When the Queen's messenger arrived at Orgueil Castle, Lempriere chanced
to be with Sir Hugh Pawlett, and the contents of Elizabeth's letter were
made known to him.

At the moment Monsieur of Rozel was munching macaroons and washing them
down with canary. The Governor's announcement was such a shock that he
choked and coughed, the crumbs flying in all directions; and another pint
of canary must be taken to flush his throat. Thus cleared for action, he
struck out.

"'Tis St. Ouen's work," he growled.

"'Tis the work of the Medici," said Sir Hugh. "Read," he added, holding
out the paper.

Now Lempriere of Rozel had a poor eye for reading. He had wit enough to
wind about the difficulty.

"If I see not the Queen's commands, I've no warrant but Sir Hugh
Pawlett's words, and I'll to London and ask 'fore her Majesty's face if
she wrote them, and why. I'll tell my tale and speak my mind, I pledge
you, sir."

"You'll offend her Majesty. Her commands are here." Pawlett tapped the
letter with his finger.

"I'm butler to the Queen, and she will list to me. I'll not smirk and
caper like St. Ouen's; I'll bear me like a man not speaking for himself.
I'll speak as Harry her father spoke--straight to the purpose. . . . No,
no, no, I'm not to be wheedled, even by a Pawlett, and you shall not ask
me. If you want Michel de la Foret, come and take him. He is in my house.
But ye must take him, for come he shall not!"

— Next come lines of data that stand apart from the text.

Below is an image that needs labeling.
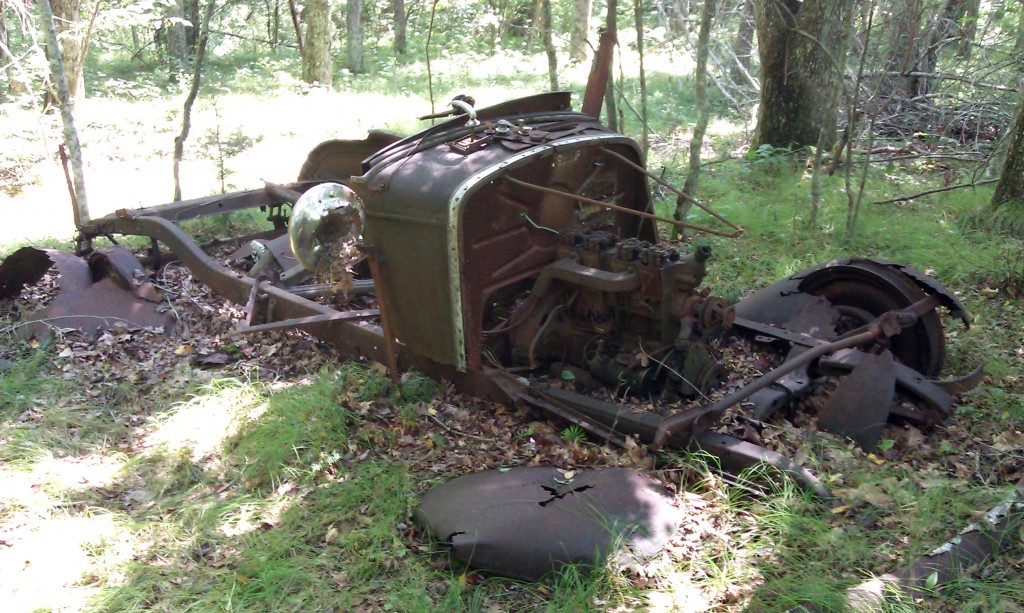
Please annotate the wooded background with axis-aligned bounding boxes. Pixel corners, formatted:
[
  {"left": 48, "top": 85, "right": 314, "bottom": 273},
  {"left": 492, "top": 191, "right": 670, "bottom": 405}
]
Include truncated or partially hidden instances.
[{"left": 6, "top": 0, "right": 1024, "bottom": 233}]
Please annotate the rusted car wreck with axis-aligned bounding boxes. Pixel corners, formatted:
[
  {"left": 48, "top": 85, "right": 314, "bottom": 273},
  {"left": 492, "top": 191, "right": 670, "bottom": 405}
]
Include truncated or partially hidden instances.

"You will not oppose the Queen's officers?"

"De la Foret is under my roof. He must be taken. I will give him up to no
one; and I'll tell my sovereign these things when I see her in her
palace."

"I misdoubt you'll play the bear," said Pawlett, with a dry smile.

"The Queen's tongue is none so tame. I'll travel by my star, get sweet or
sour."

"Well, well, 'give a man luck, and throw him into the sea,' is the old
proverb. I'm coming for your friend to-night."

"I'll be waiting with my fingers on the door, sir," said Rozel, with a
grim vanity and an outrageous pride in himself.